At time of its initial public offering in 2004, founders Larry Page and Sergey Brin pledged employee time and about 1 percent of Google Inc's equity -- or 3 million shares -- plus 1 percent of profits to philanthropy. In 2006, Google converted 300,000 shares into about $90 million to set up Google.org.

Sheryl Sandberg, who heads global online sales as well as philanthropic efforts for Google, said it has committed "real time and real money" to Google.org and the goal is to have "as much or more impact as Google itself has had on the world."

"You should hold us accountable for real spending and real results," said Sandberg, a former World Bank economist.

Entrepreneurs, health and energy

It also funds projects that back small and medium-sized business in developing countries as a way to alleviate poverty and overcome the limits of both microlending -- grants usually under $500 to groups of villagers -- and conventional aid, involving grants of several-million dollars, Brilliant said.

Google.org began working in 2006 with TechnoServe to support local entrepreneurs in Ghana and Tanzania.

As part of its "predict and prevent" push, Google.org is donating $2.5 million to respond to biological threats to the Global Health and Security Initiative (GHSI), a group set up by the Nuclear Threat Initiative run by U.S. Senator Sam Nunn.

The grant seeks to strengthen national and sub-regional disease surveillance systems in the Mekong Basin area stretching from Vietnam and Myanmar to southwestern China.

InSTEDD (Innovative Support to Emergencies, Diseases and Disasters) will receive $5 million to strengthen early warning systems in Southeast Asia and build local capacity to prevent a new pandemic on the scale of SARS or a bird flu epidemic.

These projects join two Google.org efforts begun last year.

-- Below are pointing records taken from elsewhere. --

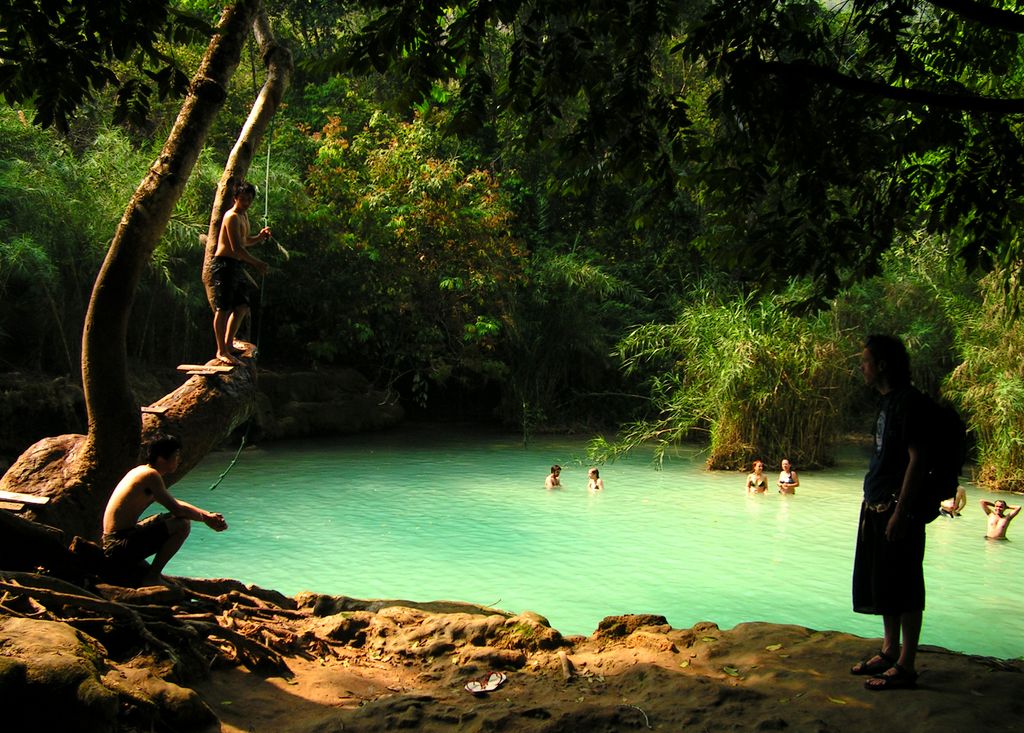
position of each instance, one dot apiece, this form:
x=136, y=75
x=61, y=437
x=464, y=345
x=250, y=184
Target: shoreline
x=316, y=663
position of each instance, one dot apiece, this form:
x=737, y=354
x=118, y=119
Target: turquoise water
x=427, y=514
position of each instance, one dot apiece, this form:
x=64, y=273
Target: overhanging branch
x=985, y=14
x=813, y=73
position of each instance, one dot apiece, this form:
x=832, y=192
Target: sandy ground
x=757, y=677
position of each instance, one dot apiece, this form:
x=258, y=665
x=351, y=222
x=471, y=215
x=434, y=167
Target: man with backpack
x=888, y=573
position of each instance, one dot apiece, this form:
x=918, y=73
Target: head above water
x=891, y=362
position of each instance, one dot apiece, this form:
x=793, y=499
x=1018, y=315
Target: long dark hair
x=892, y=351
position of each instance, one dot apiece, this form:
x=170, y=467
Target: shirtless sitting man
x=126, y=541
x=998, y=518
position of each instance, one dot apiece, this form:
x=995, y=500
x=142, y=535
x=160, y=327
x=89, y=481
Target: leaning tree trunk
x=77, y=472
x=278, y=60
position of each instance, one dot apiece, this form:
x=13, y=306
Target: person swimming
x=787, y=478
x=756, y=481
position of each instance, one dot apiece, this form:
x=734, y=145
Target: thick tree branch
x=279, y=72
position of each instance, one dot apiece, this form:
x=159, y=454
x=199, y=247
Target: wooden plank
x=26, y=498
x=206, y=368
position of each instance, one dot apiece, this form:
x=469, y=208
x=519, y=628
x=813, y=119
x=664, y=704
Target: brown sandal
x=875, y=665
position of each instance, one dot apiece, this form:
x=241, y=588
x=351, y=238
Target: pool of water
x=428, y=514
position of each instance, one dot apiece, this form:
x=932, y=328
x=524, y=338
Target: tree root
x=233, y=628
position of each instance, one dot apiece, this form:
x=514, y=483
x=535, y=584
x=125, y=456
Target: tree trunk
x=279, y=71
x=79, y=472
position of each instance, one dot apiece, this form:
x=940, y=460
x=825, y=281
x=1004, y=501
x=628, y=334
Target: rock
x=625, y=624
x=52, y=669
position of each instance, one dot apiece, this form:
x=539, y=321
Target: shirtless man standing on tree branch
x=230, y=286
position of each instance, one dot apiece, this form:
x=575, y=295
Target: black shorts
x=127, y=547
x=888, y=576
x=230, y=287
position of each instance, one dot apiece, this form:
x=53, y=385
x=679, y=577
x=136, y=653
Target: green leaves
x=59, y=55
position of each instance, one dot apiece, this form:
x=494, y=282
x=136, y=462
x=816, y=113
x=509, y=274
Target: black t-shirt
x=900, y=424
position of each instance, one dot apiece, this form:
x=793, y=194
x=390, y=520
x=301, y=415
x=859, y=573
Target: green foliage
x=60, y=55
x=563, y=321
x=758, y=380
x=988, y=388
x=923, y=296
x=421, y=247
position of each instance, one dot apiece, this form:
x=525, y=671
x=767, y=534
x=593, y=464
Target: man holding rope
x=230, y=286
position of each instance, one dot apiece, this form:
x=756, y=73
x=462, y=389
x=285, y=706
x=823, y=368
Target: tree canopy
x=59, y=54
x=812, y=131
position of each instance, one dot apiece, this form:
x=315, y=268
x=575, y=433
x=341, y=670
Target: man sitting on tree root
x=126, y=541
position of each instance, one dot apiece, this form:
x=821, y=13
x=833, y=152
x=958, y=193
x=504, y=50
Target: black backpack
x=944, y=455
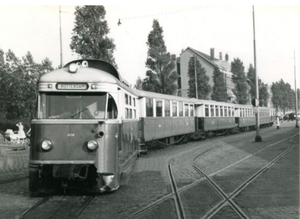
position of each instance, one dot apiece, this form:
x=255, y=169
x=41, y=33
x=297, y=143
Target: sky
x=227, y=29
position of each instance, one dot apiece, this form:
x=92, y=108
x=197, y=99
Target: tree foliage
x=90, y=38
x=219, y=89
x=138, y=84
x=263, y=93
x=202, y=80
x=161, y=76
x=240, y=81
x=18, y=78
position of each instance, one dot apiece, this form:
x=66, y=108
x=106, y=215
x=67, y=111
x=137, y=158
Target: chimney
x=226, y=57
x=212, y=53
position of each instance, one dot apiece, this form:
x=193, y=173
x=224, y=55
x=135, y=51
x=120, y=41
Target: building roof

RechargeIT, launched in June, will provide $500,000 to $2 million in funding to for-profit projects to support widespread commercialization of plug-in electric hybrid vehicles.

In November, it launched Renewable Energy Cheaper Than Coal to support potential breakthroughs in geothermal, solar thermal power, wind power and other alternative energy technology.

On Thursday it pledged $10 million to eSolar, the Pasadena, California-based developer of a utility-scale solar thermal generator that can replace a traditional power plant boiler.

Brilliant said in an interview that Google.org did not want to be judged by traditional foundation measures of the size of its grants, but by its ability to help solve serious problems.

"If we do not provide an early warning about the next pandemic, then we have failed," he said. "It doesn't matter how much money we have given," adding, "We are looking at this in a very business-like way in terms of performance."